After completing his junior year in high school in Toronto, Fordy left for Michigan to play his first year of midgets (or Midget Minors) for the West Michigan Warriors and his second year for the Detroit Compuware – an elite midget AAA program coached by the former NHL player and hardest shot record holder in the 1990s, Al Iafrate.

According to Jason, it is from their high school years where hockey players’ lives kind of start to differentiate themselves from other athletes. Most of us who don’t know much about youth hockey would assume that high school hockey is, like most high school sports, the golden opportunity for a successful first step to becoming a professional athlete. However this is not the case. Except for select few high school elite programs, high school hockey is apparently “outdone” by midget hockey.

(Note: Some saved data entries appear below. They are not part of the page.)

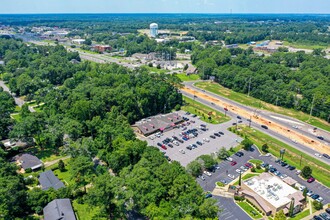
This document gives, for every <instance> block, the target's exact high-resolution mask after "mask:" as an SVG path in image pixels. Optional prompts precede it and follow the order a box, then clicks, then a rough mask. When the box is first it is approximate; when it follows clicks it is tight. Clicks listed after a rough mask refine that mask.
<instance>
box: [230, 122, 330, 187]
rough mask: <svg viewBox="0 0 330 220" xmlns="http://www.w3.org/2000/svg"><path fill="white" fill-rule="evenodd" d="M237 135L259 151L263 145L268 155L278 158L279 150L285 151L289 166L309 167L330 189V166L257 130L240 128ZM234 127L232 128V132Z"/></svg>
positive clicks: (315, 177) (297, 149) (285, 157)
mask: <svg viewBox="0 0 330 220" xmlns="http://www.w3.org/2000/svg"><path fill="white" fill-rule="evenodd" d="M239 128H240V131H239V134H240V135H241V136H245V135H246V136H248V137H249V139H250V140H251V141H252V142H253V143H254V144H255V145H257V146H258V147H259V149H261V146H262V145H263V144H265V143H267V145H268V146H269V153H272V154H273V155H274V156H276V157H279V156H280V150H281V149H283V148H284V149H285V150H286V152H285V154H284V160H285V161H286V162H288V163H289V164H290V165H293V166H295V167H297V169H300V170H301V169H302V168H303V167H304V166H309V167H311V169H312V170H313V173H312V175H313V177H315V179H316V180H318V181H319V182H321V183H322V184H324V185H325V186H327V187H330V165H328V164H326V163H324V162H322V161H319V160H318V159H316V158H314V157H312V156H309V155H307V154H305V153H303V152H301V151H300V150H298V149H296V148H294V147H291V146H289V145H287V144H285V143H283V142H281V141H279V140H277V139H276V138H273V137H271V136H269V135H266V134H264V133H262V132H260V131H258V130H254V129H251V128H249V127H247V126H240V127H239ZM233 129H234V127H233V128H232V130H233ZM236 132H237V131H236Z"/></svg>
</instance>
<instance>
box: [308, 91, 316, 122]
mask: <svg viewBox="0 0 330 220" xmlns="http://www.w3.org/2000/svg"><path fill="white" fill-rule="evenodd" d="M314 101H315V94H314V95H313V101H312V106H311V112H310V114H309V119H308V121H309V120H311V117H312V113H313V107H314Z"/></svg>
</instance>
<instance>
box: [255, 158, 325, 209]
mask: <svg viewBox="0 0 330 220" xmlns="http://www.w3.org/2000/svg"><path fill="white" fill-rule="evenodd" d="M259 159H260V160H263V161H264V162H265V163H268V164H271V165H273V167H275V168H276V169H277V170H278V171H280V172H281V174H286V175H288V176H290V177H291V178H293V179H294V180H296V181H297V182H298V183H299V184H301V185H303V186H306V187H307V188H308V189H309V190H312V191H313V193H314V194H318V195H320V196H321V197H322V198H323V199H324V201H323V202H322V203H323V204H327V203H330V189H329V188H328V187H326V186H324V185H322V184H320V183H319V182H317V181H314V182H312V183H308V182H307V181H306V180H304V179H302V178H300V177H299V176H298V175H297V174H296V172H297V170H289V169H287V168H285V167H282V166H281V165H280V164H278V163H275V158H273V157H265V156H259Z"/></svg>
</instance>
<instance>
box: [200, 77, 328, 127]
mask: <svg viewBox="0 0 330 220" xmlns="http://www.w3.org/2000/svg"><path fill="white" fill-rule="evenodd" d="M195 86H197V87H198V88H201V89H205V90H207V91H210V92H212V93H214V94H217V95H220V96H222V97H225V98H228V99H231V100H233V101H235V102H238V103H241V104H243V105H246V106H251V107H254V108H258V109H264V110H267V111H270V112H275V113H278V114H282V115H287V116H290V117H293V118H296V119H298V120H300V121H303V122H306V123H308V124H311V125H313V126H316V127H319V128H322V129H324V130H327V131H330V125H329V123H327V122H326V121H324V120H322V119H319V118H317V117H311V119H310V120H309V115H308V114H306V113H303V112H300V111H296V110H294V109H287V108H283V107H279V106H275V105H272V104H269V103H267V102H264V101H261V100H259V99H256V98H253V97H251V96H250V97H248V96H247V95H246V94H243V93H239V92H234V91H232V90H231V89H227V88H225V87H223V86H221V85H220V84H218V83H210V82H198V83H195Z"/></svg>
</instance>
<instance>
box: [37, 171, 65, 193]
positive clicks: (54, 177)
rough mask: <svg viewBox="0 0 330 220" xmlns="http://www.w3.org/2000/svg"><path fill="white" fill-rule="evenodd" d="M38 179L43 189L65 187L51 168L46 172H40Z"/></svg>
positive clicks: (41, 187) (49, 188)
mask: <svg viewBox="0 0 330 220" xmlns="http://www.w3.org/2000/svg"><path fill="white" fill-rule="evenodd" d="M38 179H39V183H40V185H41V189H42V190H48V189H50V188H54V189H55V190H58V189H60V188H62V187H64V184H63V182H61V181H60V180H59V179H58V178H57V177H56V176H55V174H54V173H53V171H51V170H47V171H46V172H43V173H40V175H39V178H38Z"/></svg>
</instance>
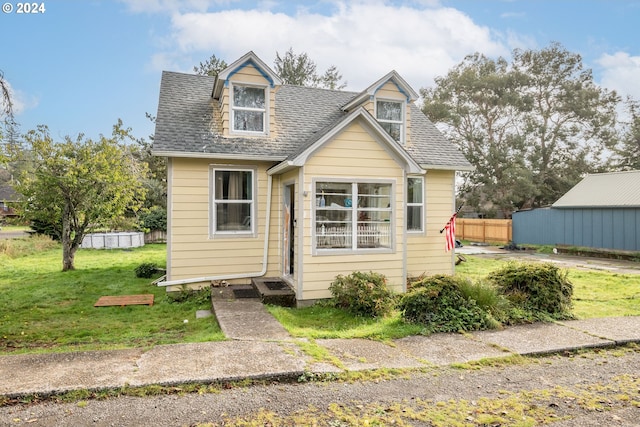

Once the players are done with midget hockey, most of them, instead of going straight to college like most sports do, go and play junior hockey. And this is what makes hockey different from all other sports. “It’s a completely different level of hockey – it’s almost like a pro hockey experience, because hockey is your main priority.” Jason explains. The major junior hockey leagues are, of course, in Canada and in the United States. The top level junior hockey leagues in these countries are the Canadian Hockey League (a league governing 3 leagues: Quebec Major Junior Hockey League, Ontario Hockey League, and Western Hockey League) and the United States Hockey League. At this point, the players have to think very carefully about their future: Because in the CHL, the players have basically decided on making hockey their future, giving up the option of going to play college hockey; whereas in the USHL the players aren’t required to forego college hockey.

For a couple years Fordy played in the Eastern Junior Hockey League, a “tier 2” junior hockey league in the United States, hoping to get looked at and scouted by college hockey teams. He ended up at Marian University in Wisconsin, a NCAA Division III hockey team. (Jason notes it’s important to keep in mind that in hockey, Division I and Division III are the two important divisions.) And after 4 years of college, he ended up coming to Knoxville as an Ice Bears player. How, you ask? “Well, Mikey [Craigen] was talking to a buddy of mine while I was actually going to a camp in the Central Hockey League, where there were no guarantees for me to make it. So I talked to Mikey and came to try out for the Ice Bears, and now here I am.”

Although Fordy doesn’t have any plans after retirement yet – and with good reason – he knows that it won’t be too difficult to find a job after his retirement. “The good thing about hockey is that it’s a small community with a lot of networking opportunities. We help each other out because they’ve all been through pretty much the same thing, and so we kind of have camaraderie. “

A career in hockey means climbing the ranks and finding your passion in life along the way. It’s hard work, yes, but honestly, what work isn’t hard work? Besides, when you’re doing what you love, nothing is too hard to do; and Jason certainly loves all the hard work he had to put into becoming the great Ice Bears defenseman that he is today. So now, I hope all of you guys have a better idea of how hard these athletes have to work to get where they are at now. And from now on I know you all will cheer these amazing players harder every game and every day.